Interpretive Summary: Foot and mouth disease (FMD) is a highly transmissible disease of livestock. Little information is available about the natural transmission and maintenance cycles of FMD, particularly in countries where the disease occurs regularly and in the absence of control measures such as vaccination. Cameroon presented a unique opportunity to study FMD in a natural setting because FMD vaccination is not practiced. We monitored FMD virus infections among different livestock production systems (e.g. sedentary and mobile herds) in the Far North region of Cameroon. We found evidence of FMD virus infection in over 75% of the animals sampled. We also found antibodies reactive to five of the seven existing FMD virus types (called serotypes A, O, SAT1, SAT2 and SAT3) among the animals sampled. Finally, we also characterized viruses obtained from FMD infected animals in Cameroon and found that these viruses were closely related to other viruses circulating in Africa. This research will guide the development of future control methods for FMD, such as improved diagnostics and vaccines.

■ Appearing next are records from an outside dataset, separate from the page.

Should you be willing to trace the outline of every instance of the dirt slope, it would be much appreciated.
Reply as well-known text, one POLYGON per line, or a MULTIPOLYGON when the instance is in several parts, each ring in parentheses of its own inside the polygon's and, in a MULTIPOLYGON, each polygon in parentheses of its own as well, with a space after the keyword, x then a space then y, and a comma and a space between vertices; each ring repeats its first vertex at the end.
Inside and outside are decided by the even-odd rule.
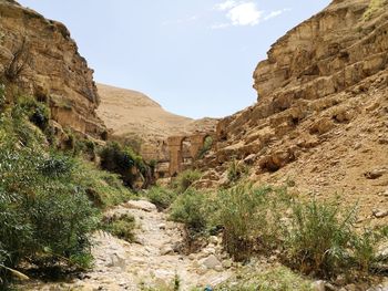
POLYGON ((172 135, 185 135, 215 127, 215 119, 194 121, 172 114, 136 91, 103 84, 98 84, 98 90, 101 96, 98 114, 118 136, 135 135, 153 143, 172 135))
POLYGON ((388 4, 335 0, 279 39, 254 72, 258 102, 217 126, 204 185, 241 160, 257 184, 344 205, 388 221, 388 4), (369 6, 370 4, 370 6, 369 6))

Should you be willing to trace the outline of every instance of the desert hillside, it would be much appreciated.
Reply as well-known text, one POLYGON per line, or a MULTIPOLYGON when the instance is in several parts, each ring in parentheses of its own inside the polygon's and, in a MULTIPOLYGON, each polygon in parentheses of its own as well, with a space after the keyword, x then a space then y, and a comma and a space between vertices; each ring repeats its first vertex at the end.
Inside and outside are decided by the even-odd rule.
POLYGON ((101 104, 99 116, 116 136, 135 135, 154 143, 173 135, 215 128, 215 119, 194 121, 165 111, 143 93, 98 84, 101 104))
POLYGON ((387 291, 388 0, 331 1, 253 79, 178 116, 0 0, 0 290, 387 291))
POLYGON ((256 185, 339 195, 386 224, 387 19, 384 1, 336 0, 280 38, 254 72, 258 102, 218 123, 207 177, 224 184, 237 160, 256 185))

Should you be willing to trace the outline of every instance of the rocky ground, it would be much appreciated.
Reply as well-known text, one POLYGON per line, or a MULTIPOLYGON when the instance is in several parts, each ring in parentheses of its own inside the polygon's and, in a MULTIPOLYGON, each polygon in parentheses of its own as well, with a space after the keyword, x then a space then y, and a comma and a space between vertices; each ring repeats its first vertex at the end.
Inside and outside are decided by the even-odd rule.
POLYGON ((190 256, 178 253, 183 231, 178 224, 167 221, 147 201, 129 201, 108 215, 133 215, 139 221, 136 242, 129 243, 100 231, 93 237, 94 267, 79 279, 64 283, 33 282, 21 290, 155 290, 169 288, 174 279, 180 290, 216 285, 232 276, 232 262, 222 253, 219 240, 190 256))

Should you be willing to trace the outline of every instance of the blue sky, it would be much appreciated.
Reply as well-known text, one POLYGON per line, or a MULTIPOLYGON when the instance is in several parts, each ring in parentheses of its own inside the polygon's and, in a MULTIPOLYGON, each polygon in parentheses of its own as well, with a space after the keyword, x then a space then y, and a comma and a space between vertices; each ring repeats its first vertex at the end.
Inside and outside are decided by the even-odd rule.
POLYGON ((20 0, 63 22, 96 82, 173 113, 222 117, 256 101, 270 44, 329 0, 20 0))

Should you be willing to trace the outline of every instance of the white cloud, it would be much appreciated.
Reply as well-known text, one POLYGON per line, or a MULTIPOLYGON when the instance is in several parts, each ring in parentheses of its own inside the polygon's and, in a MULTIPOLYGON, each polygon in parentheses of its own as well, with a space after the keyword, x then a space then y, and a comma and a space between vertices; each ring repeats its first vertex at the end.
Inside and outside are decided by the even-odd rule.
POLYGON ((246 25, 257 25, 258 23, 276 18, 288 11, 289 9, 276 10, 266 13, 264 10, 259 10, 254 1, 236 1, 226 0, 214 7, 215 10, 225 13, 228 22, 214 24, 212 29, 225 29, 228 27, 246 27, 246 25))
POLYGON ((225 10, 229 10, 234 7, 237 6, 237 2, 234 0, 226 0, 225 2, 218 3, 215 6, 216 10, 221 10, 221 11, 225 11, 225 10))
POLYGON ((280 14, 283 14, 284 12, 287 12, 287 11, 289 11, 289 10, 290 10, 290 9, 282 9, 282 10, 272 11, 269 14, 267 14, 267 15, 264 17, 264 21, 265 21, 265 20, 269 20, 269 19, 272 19, 272 18, 276 18, 276 17, 278 17, 278 15, 280 15, 280 14))
POLYGON ((226 17, 233 25, 256 25, 258 24, 263 11, 257 10, 254 2, 241 3, 229 9, 226 17))

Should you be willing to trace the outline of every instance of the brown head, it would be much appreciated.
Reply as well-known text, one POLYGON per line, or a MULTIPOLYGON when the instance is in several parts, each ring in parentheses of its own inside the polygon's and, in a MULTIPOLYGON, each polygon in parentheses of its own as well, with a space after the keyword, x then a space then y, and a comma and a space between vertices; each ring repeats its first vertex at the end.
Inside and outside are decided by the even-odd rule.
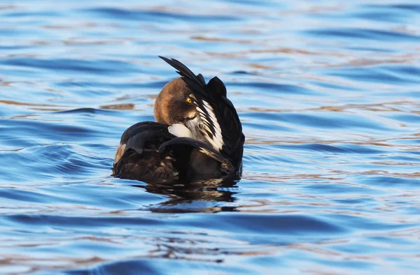
POLYGON ((172 125, 195 118, 197 111, 190 97, 191 94, 191 90, 181 77, 164 85, 155 102, 156 121, 172 125))

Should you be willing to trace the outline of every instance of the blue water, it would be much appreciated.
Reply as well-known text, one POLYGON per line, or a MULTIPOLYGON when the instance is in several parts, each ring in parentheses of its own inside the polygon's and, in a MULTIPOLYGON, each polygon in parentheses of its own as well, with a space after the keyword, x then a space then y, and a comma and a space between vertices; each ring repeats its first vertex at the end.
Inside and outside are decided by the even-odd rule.
POLYGON ((0 273, 418 274, 416 3, 1 1, 0 273), (158 55, 225 82, 240 180, 110 176, 158 55))

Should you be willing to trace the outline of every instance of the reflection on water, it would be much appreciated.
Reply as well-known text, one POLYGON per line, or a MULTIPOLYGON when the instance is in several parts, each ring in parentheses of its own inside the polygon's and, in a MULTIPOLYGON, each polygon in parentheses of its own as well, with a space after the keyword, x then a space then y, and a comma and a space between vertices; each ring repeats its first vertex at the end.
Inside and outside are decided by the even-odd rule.
POLYGON ((188 183, 160 182, 147 185, 134 184, 133 187, 144 188, 147 192, 165 195, 167 200, 151 207, 150 211, 162 213, 218 212, 236 211, 234 207, 219 207, 217 202, 233 202, 234 190, 239 178, 226 177, 200 180, 188 183), (211 206, 205 202, 210 202, 211 206))
POLYGON ((0 273, 416 274, 419 15, 407 0, 2 2, 0 273), (110 176, 176 76, 158 55, 223 80, 241 179, 110 176))

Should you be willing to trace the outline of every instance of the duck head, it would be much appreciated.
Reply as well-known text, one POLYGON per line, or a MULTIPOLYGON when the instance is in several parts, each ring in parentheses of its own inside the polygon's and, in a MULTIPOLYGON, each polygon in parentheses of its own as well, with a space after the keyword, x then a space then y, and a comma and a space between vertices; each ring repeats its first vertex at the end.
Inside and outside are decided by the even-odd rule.
POLYGON ((197 117, 191 90, 181 78, 167 84, 155 102, 155 119, 166 125, 186 124, 197 117))

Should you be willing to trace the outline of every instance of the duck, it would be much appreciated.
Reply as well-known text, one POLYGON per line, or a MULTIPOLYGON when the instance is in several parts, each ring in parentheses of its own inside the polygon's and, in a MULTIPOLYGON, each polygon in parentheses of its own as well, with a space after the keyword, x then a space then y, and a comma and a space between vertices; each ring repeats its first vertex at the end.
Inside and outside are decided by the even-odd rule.
POLYGON ((179 61, 159 57, 180 77, 158 95, 155 121, 124 131, 112 175, 146 182, 240 175, 245 136, 223 82, 214 77, 206 83, 179 61))

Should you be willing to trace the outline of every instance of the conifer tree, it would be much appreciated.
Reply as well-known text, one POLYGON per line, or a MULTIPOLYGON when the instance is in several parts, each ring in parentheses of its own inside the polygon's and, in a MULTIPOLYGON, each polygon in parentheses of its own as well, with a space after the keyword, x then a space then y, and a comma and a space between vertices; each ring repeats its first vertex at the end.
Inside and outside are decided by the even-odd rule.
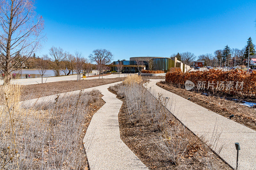
POLYGON ((244 53, 244 56, 245 58, 248 58, 248 52, 249 50, 249 46, 250 47, 250 55, 255 55, 255 53, 252 53, 253 51, 254 51, 255 50, 254 49, 254 45, 252 43, 252 38, 250 37, 248 39, 248 40, 247 41, 247 46, 246 46, 245 52, 244 53))
POLYGON ((228 63, 228 61, 231 57, 231 52, 230 48, 228 45, 225 46, 222 52, 222 60, 223 62, 225 62, 225 65, 228 63), (227 62, 226 62, 227 61, 227 62))

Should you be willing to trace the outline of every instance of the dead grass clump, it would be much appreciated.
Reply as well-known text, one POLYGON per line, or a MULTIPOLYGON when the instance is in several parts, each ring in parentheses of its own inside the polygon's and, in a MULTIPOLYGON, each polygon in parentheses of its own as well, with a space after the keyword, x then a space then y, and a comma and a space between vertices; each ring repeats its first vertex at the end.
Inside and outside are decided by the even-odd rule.
POLYGON ((11 98, 19 94, 19 86, 5 86, 0 87, 1 95, 8 96, 0 112, 0 169, 83 168, 80 136, 88 104, 100 97, 99 91, 57 96, 54 102, 24 108, 10 106, 19 102, 11 98), (12 88, 12 93, 4 94, 12 88))
MULTIPOLYGON (((196 167, 198 169, 218 169, 220 167, 219 166, 219 162, 216 161, 217 156, 211 150, 213 147, 216 147, 216 139, 219 136, 213 136, 212 146, 210 146, 210 147, 207 146, 166 109, 167 106, 170 107, 172 105, 174 105, 171 107, 175 108, 175 103, 171 98, 165 98, 158 94, 156 95, 158 97, 156 98, 141 84, 138 83, 124 83, 111 87, 110 89, 116 91, 118 94, 123 94, 121 96, 125 101, 124 103, 127 111, 125 113, 128 124, 131 125, 131 128, 136 125, 140 127, 139 132, 133 135, 140 141, 139 144, 136 144, 136 146, 143 143, 144 139, 147 140, 143 138, 144 135, 140 134, 143 133, 141 129, 145 128, 142 127, 149 124, 145 121, 150 122, 149 124, 153 127, 152 133, 155 133, 152 134, 152 136, 155 135, 157 137, 147 136, 147 138, 152 138, 152 141, 151 143, 148 141, 147 145, 156 145, 158 150, 155 152, 162 152, 164 155, 164 159, 167 158, 175 169, 192 169, 196 167), (139 136, 140 135, 142 137, 139 136)), ((146 152, 148 152, 149 148, 152 148, 154 146, 148 146, 146 152)), ((151 156, 148 156, 154 155, 154 152, 149 152, 151 156)), ((146 156, 144 152, 142 153, 143 157, 146 156)), ((222 168, 225 167, 225 169, 228 169, 227 165, 222 165, 224 166, 222 168)))
POLYGON ((138 83, 142 81, 141 77, 138 74, 134 74, 127 77, 124 81, 124 84, 131 84, 138 83))

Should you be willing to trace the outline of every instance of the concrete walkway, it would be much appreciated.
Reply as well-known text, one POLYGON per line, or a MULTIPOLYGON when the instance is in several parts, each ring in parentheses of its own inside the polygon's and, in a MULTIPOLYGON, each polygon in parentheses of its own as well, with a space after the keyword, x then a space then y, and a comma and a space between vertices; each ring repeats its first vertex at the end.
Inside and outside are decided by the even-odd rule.
POLYGON ((106 102, 93 115, 84 138, 90 169, 148 169, 120 138, 118 114, 123 102, 109 91, 99 89, 106 102))
MULTIPOLYGON (((83 140, 90 169, 148 169, 120 138, 118 115, 122 102, 108 88, 122 81, 83 90, 99 90, 106 103, 95 113, 89 124, 83 140)), ((78 95, 80 90, 59 94, 64 96, 78 95)), ((21 102, 21 105, 31 107, 36 103, 54 102, 57 95, 21 102)))
POLYGON ((239 169, 256 169, 256 131, 156 85, 163 80, 150 79, 147 88, 157 98, 158 93, 163 94, 164 97, 169 97, 170 103, 167 109, 174 116, 197 136, 203 136, 208 145, 212 140, 213 134, 220 135, 213 150, 217 152, 223 145, 219 155, 235 169, 236 151, 235 143, 239 142, 241 148, 239 169))

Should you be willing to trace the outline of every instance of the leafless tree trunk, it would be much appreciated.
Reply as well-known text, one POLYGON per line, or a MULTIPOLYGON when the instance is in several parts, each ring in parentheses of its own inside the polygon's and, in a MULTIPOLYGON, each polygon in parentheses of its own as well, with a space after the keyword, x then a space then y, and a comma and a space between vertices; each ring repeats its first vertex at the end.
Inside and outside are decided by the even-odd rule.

Technical Abstract: Little information is available about the natural cycle of foot-and-mouth disease (FMD) in the absence of control measures such as vaccination. Cameroon presents a unique opportunity for epidemiological studies because FMD vaccination is not practiced. We carried out a prospective study including serological, antigenic and genetic aspects of FMD virus (FMDV) infections among different livestock production systems in the Far North of Cameroon to gain insight into the natural ecology of the virus. We found serological evidence of FMDV infection in over 75% of the animals sampled with no significant differences of prevalence observed among the sampled groups (i.e. market, sedentary, transboundary trade and mobile). We also found antibodies reactive to five of the seven FMDV serotypes (A, O, SAT1, SAT2 and SAT3) among the animals sampled. Finally, we were able to genetically characterize viruses obtained from clinical and subclinical FMD infections in Cameroon. Serotype O viruses grouped into two topotypes (West and East Africa). SAT2 viruses grouped with viruses from Central and Northern Africa, notably within the sublineage causing the large epidemic in Northern Africa in 2012, suggesting a common origin for these viruses. This research will guide future interventions for the control of FMD such as improved diagnostics, guidance for vaccine formulation and epidemiological understanding in support of the progressive control of FMD in Cameroon.